Why a 2-minute timer?
Two minutes is the proper green-tea steep, the right window for a daily breathing exercise, a thorough double tooth-brushing, two solid plank sets back-to-back, or the elevator pitch you're rehearsing one more time. Long enough that you can't fudge it by counting in your head, short enough to slot between meetings without negotiating a calendar block. The everyday upgrade from one minute when one minute won't quite do.
How to use it
Three taps and the 2 minutes start counting:
- The timer is already pre-set to 2 minutes - you don't need to enter anything.
- Press start. The hourglass tips over and the sand begins to flow.
- Pause any time with the pause button or the Space bar. Reset with R.

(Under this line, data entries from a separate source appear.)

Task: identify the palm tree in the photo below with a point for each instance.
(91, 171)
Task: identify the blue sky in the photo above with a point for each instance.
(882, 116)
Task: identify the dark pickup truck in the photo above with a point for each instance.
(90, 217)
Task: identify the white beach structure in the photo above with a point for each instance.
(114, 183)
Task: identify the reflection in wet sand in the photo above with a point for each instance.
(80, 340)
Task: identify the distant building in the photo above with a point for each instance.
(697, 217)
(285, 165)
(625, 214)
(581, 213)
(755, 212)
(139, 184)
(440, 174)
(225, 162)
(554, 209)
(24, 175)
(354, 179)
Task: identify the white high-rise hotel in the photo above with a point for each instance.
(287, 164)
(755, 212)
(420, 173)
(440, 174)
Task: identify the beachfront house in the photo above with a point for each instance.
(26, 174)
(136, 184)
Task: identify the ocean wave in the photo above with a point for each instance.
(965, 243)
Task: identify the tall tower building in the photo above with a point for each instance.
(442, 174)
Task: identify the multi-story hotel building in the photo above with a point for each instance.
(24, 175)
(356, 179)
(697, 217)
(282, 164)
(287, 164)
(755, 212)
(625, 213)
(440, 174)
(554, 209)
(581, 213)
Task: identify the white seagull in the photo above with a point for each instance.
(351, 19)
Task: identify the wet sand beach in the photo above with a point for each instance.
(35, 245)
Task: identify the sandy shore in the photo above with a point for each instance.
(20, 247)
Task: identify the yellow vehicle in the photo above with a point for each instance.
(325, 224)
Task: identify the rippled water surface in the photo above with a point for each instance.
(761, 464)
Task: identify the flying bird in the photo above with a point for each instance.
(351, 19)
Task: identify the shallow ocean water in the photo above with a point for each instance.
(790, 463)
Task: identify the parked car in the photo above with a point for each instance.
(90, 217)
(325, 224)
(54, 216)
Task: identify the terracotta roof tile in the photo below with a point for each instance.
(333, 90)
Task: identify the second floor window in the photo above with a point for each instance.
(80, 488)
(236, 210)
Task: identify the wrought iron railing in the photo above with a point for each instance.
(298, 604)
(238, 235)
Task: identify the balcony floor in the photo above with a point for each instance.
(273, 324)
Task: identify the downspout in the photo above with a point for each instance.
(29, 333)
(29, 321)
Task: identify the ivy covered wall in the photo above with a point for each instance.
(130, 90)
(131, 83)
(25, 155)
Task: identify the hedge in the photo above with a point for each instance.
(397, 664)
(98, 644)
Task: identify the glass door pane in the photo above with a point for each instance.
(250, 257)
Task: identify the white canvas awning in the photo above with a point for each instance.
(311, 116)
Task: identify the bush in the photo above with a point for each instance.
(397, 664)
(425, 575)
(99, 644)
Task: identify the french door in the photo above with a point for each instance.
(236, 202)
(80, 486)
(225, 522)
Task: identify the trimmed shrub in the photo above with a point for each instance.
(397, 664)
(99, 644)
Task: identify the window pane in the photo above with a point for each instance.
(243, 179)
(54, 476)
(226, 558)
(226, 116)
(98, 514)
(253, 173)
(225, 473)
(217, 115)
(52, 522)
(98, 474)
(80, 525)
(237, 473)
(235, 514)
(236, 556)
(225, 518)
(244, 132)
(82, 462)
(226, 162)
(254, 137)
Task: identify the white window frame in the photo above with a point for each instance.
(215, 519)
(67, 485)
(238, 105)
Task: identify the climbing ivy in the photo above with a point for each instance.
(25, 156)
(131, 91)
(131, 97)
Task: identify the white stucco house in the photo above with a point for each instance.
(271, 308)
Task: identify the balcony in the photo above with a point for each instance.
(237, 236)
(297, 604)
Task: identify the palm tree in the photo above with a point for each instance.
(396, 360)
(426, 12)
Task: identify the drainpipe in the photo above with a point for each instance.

- When the timer hits zero, you'll get a desktop notification and a calm completion screen - start another, take a five-minute break, or call it done.
Frequently asked questions
Can I use this timer for a different duration?
Yes. The page is pre-set to 2 minutes for convenience, but the custom-time inputs below the chips accept any duration up to 999 minutes and 59 seconds. Type the minutes and seconds you want, hit set, and the hourglass refills to the new length.
Will it work with the sound off?
Yes. The hourglass is the primary visual signal, and a desktop notification fires when the 2 minutes are up - even if the tab isn't focused. A configurable completion sound is on the roadmap, but it's never required.
Will my phone screen stay awake for the full 2 minutes?
On supported browsers, Timglas requests a wake lock while the timer runs so the screen stays on for the whole 2 minutes. If your browser doesn't support it, the system's normal screen-timeout will apply, but the timer itself keeps the right time regardless.
Does the timer keep running if I switch tabs?
Yes. The timer is timestamp-based, so it keeps the right time even if the tab is backgrounded or your device sleeps briefly. When you come back, the hourglass jumps to the right state - no time is lost.